“The Most Predictable Disaster in the History of the Human Race: This Is What Bill Gates Is Afraid Of”, 2015-05-27 (; similar):
But lately, Gates has been obsessing over a dark question: what’s likeliest to kill more than 10 million human beings in the next 20 years? He ticks off the disaster movie stuff—“big volcanic explosion, gigantic earthquake, asteroid”—but says the more he learns about them, the more he realizes the probability is “very low.” Then there’s war, of course. But Gates isn’t that worried about war because the entire human race worries about war pretty much all the time, and the most dangerous kind of war, nuclear war, seems pretty contained, at least for now.
But there’s something out there that’s as bad as war, something that kills as many people as war, and Gates doesn’t think we’re ready for it. “Look at the death chart of the 20th century”, he says, because he’s the kind of guy that looks at death charts. “I think everybody would say there must be a spike for World War I. Sure enough, there it is, like 25 million. And there must be a big spike for World War II, and there it is, it’s like 65 million. But then you’ll see this other spike that is as large as World War II right after World War I, and most people, would say, ‘What was that?’” “Well, that was the Spanish flu.”
No one can say we weren’t warned. And warned. And warned. A pandemic disease is the most predictable catastrophe in the history of the human race, if only because it has happened to the human race so many, many times before…“You can’t use the word lucky or fortunate about something like Ebola that killed 10,000 people”, Klain says. “But it was the most favorable scenario for the world to face one of these things. Ebola is very difficult to transmit. Everyone who is contagious has a visible symptom. It broke out in three relatively small countries that don’t send many travelers to the US. And those three countries have good relationships with America and were welcoming of Western aid.” “With a pandemic flu, the disease would be much more contagious than Ebola”, Klain continues. “The people who are contagious may not have visible symptoms. It could break out in a highly populous country that sends thousands of travelers a day to the US. It could be a country with megacities with tens of millions of people. And it could be a country where sending in the 101st Airborne isn’t possible.”

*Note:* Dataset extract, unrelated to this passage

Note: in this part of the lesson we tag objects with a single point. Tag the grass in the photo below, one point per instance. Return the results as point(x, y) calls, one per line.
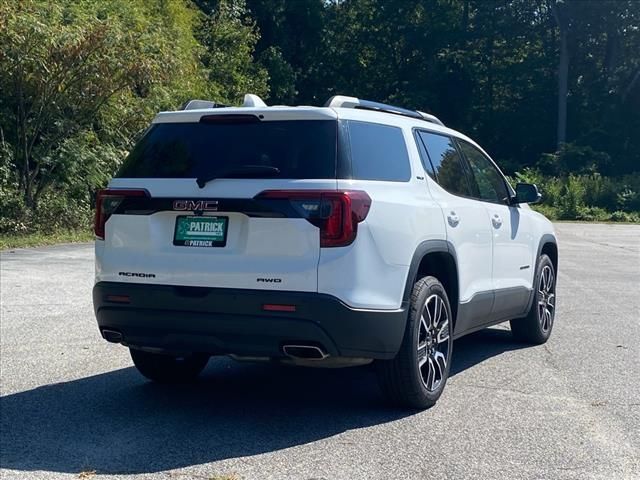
point(9, 241)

…Behind Gates’s fear of pandemic disease is an algorithmic model of how disease moves through the modern world. He funded that model to help with his foundation’s work eradicating polio. But then he used it to look into how a disease that acted like the Spanish flu of 1918 would work in today’s world. The results were shocking, even to Gates. “Within 60 days it’s basically in all urban centers around the entire globe”, he says. “That didn’t happen with the Spanish flu.”